Microtubule Network Density Tunes Both Stretch and Contraction Activated X-ROS

Abstract

We recently identified the microtubule (MT) cytoskeleton (Khairallah et al, 2012) as the critical mechano-transduction element for stretch activated NADPH Oxidase 2 (NoX2) dependent ROS generation (i.e., X-ROS; Prosser et al, 2011) which activates mechano-sensitive Ca2+ influx. In WT skeletal muscle, X-ROS was minimal to undetectable with acute mechanical stretch but dramatically amplified by increasing MT density. In dystrophic myofibers (mdx), elevated X-ROS was coincident with increased MT density and ameliorated by depolymerizing MT (Khairallah et al, 2012, Prosser et al, 2013). Our data support the hypothesis that MT density tunes X-ROS activity and Ca2+ influx. These novel insights were possible because of our use of brief, acute stretch in single, enzymatically isolated skeletal myofibers - a model where baseline ROS generation and cytosolic [Ca2+] is low, allowing the identification of stretch-induced X-ROS and its subsequent Ca2+ influx. In vivo studies targeted MT density in mdx and blunted contraction-induced injury.
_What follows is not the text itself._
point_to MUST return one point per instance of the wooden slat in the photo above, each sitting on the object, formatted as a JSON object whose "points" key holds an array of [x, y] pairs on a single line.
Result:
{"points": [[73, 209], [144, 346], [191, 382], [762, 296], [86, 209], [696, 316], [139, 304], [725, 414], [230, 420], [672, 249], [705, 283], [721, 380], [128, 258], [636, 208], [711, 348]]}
We now report a similar effect in WT mice, indicating that contraction-activated X-ROS is operant in WT. However, our initial single cell approach could not support electrically-elicited contraction, leading us to develop novel technology and methodology that allows the reliable measurement of dynamic stretch and isometric contractility. We find that X-ROS and Ca2+ influx in WT are modulated by the frequency of passive stretch and electrically-elicited contraction. We are extending these studies with new genetic models and pharmacologic and molecular approaches that alter MT density to evaluate its contribution to mechano-activation of X-ROS and Ca2+ during dynamic stretch or contraction. We also show the contribution of MT density to the mechanical properties of the myofiber with measures of near-membrane stiffness by axial deformation (AFM) and passive stiffness during longitudinal stretch.Work funded by R01-AR062554, R01-HL106056.